Multiple oncology studies suggest that the majority of cancer patients generally prefer to receive treatment subcutaneously due to reduced pain and discomfort, ease of administration and shorter duration of treatment, compared to IV infusion.(2-6)

Roche will share detailed findings of the IMscin001 study at an upcoming medical meeting and submit them for regulatory approval to health authorities globally, including the US Food and Drug Administration (FDA) and European Medicines Agency (EMA).

About the IMscin001 study

IMscin001 is a Phase Ib/III, global, multicentre, randomised study evaluating the pharmacokinetics, safety and efficacy of the subcutaneous formulation of Tecentriq, compared with IV Tecentriq, in patients with previously treated locally advanced or metastatic NSCLC for whom prior platinum therapy has failed. The study enrolled 371 patients. The co-primary endpoints of the study are minimum levels of Tecentriq in the blood during a given dosing interval on the basis of established pharmacokinetic measurements; observed serum Ctrough and model-predicted area under the curve (AUC). Secondary endpoints include safety, immunogenicity, patient-reported outcomes and efficacy.

About the subcutaneous formulation of Tecentriq

The investigational subcutaneous formulation combines Tecentriq with Halozyme Therapeutics' Enhanze® drug delivery technology.

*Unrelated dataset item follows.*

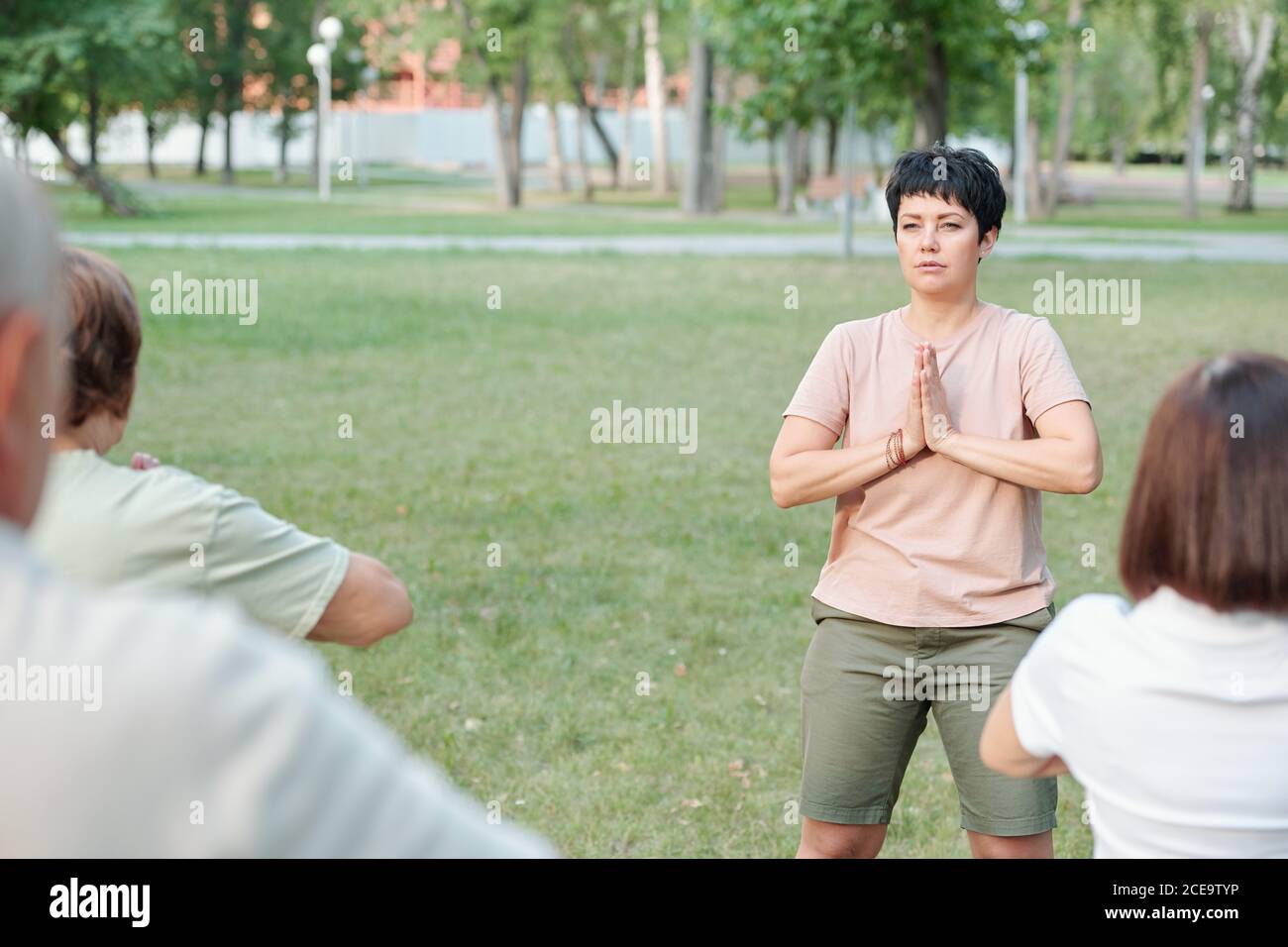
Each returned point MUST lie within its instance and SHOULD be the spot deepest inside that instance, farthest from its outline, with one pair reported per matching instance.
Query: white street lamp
(329, 31)
(370, 73)
(320, 58)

Tecentriq is a monoclonal antibody designed to bind with a protein called programmed death ligand-1 (PD-L1), which is expressed on tumour cells and tumour-infiltrating immune cells, blocking its interactions with both PD-1 and B7.1 receptors. By inhibiting PD-L1, Tecentriq may enable the activation of T-cells. Tecentriq is a cancer immunotherapy that has the potential to be used as a foundational combination partner with other immunotherapies, targeted medicines and various chemotherapies across a broad range of cancers.

The Enhanze drug delivery technology is based on a proprietary recombinant human hyaluronidase PH20 (rHuPH20), an enzyme that locally and temporarily degrades hyaluronan - a glycosaminoglycan or chain of natural sugars in the body - in the subcutaneous space. This increases the permeability of the tissue under the skin, allowing space for Tecentriq to enter, and enables the subcutaneous formulation to be rapidly dispersed and absorbed into the bloodstream.

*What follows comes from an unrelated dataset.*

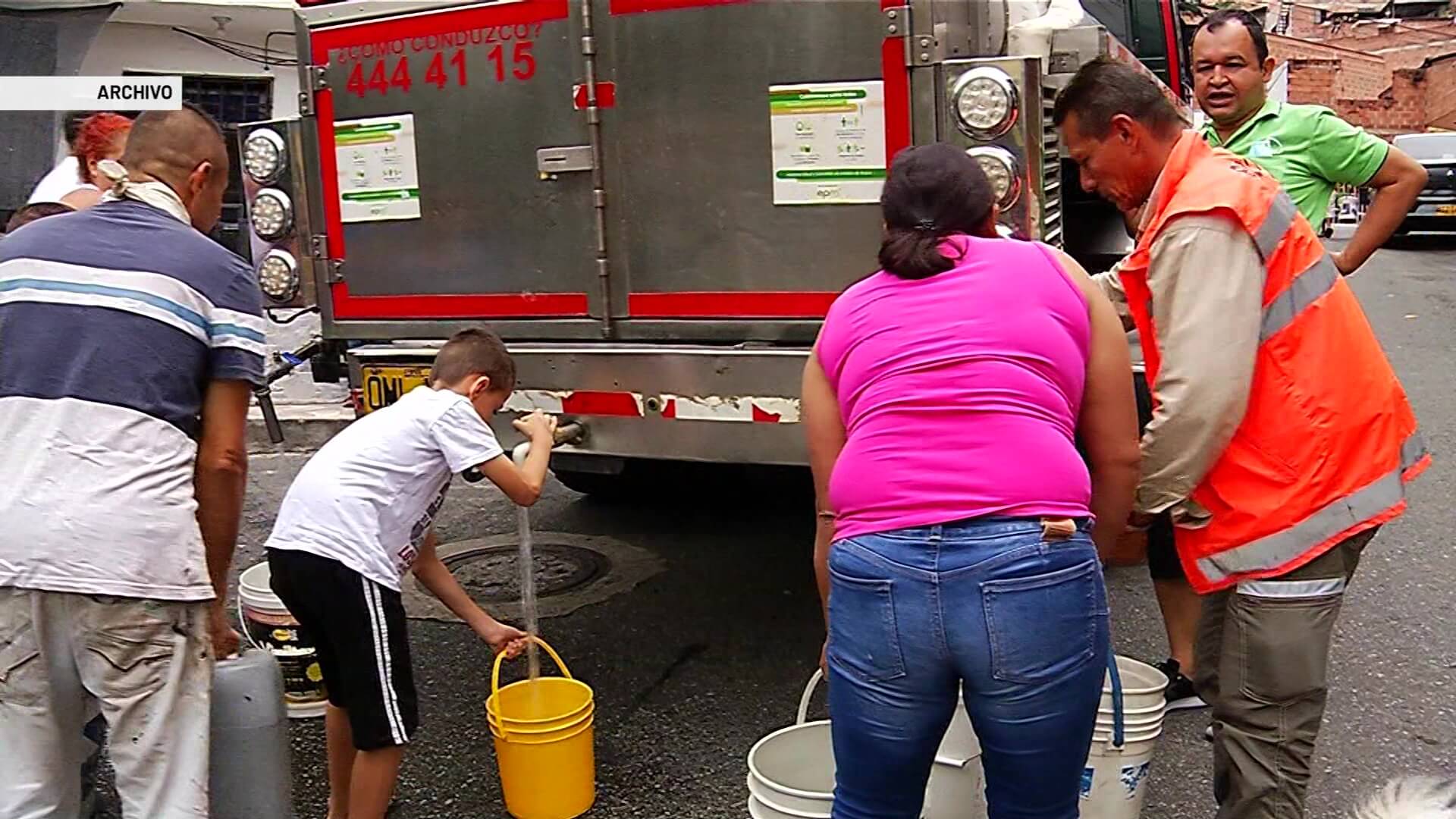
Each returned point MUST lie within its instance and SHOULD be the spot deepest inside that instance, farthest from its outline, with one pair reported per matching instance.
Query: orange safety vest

IV Tecentriq is approved for some of the most aggressive and difficult-to-treat forms of cancer. IV Tecentriq was the first cancer immunotherapy approved for the treatment of a certain type of early-stage NSCLC, small cell lung cancer (SCLC) and hepatocellular carcinoma (HCC). IV Tecentriq is also approved in countries around the world, either alone or in combination with targeted therapies and/or chemotherapies, for various forms of metastatic NSCLC, certain types of metastatic urothelial cancer, PD-L1-positive metastatic triple-negative breast cancer and BRAF V600 mutation-positive advanced melanoma.

About Roche in cancer immunotherapy

Roche's rigorous pursuit of groundbreaking science has contributed to major therapeutic and diagnostic advances in oncology over the last 50 years, and today, realising the full potential of cancer immunotherapy is a major area of focus. With over 20 molecules in development, Roche is investigating the potential benefits of immunotherapy alone, and in combination with chemotherapy, targeted therapies or other immunotherapies with the goal of providing each person with a treatment tailored to harness their own unique immune system to attack their cancer. Our scientific expertise, coupled with an innovative pipeline and extensive partnerships, gives us the confidence to continue pursuing the vision of finding a cure for cancer by ensuring the right treatment for the right patient at the right time.

In addition to Roche’s approved PD-L1 checkpoint inhibitor, Tecentriq® (atezolizumab), Roche's broad cancer immunotherapy pipeline includes other checkpoint inhibitors, such as tiragolumab, a novel cancer immunotherapy designed to bind to TIGIT, individualised neoantigen therapies and T-cell bispecific antibodies.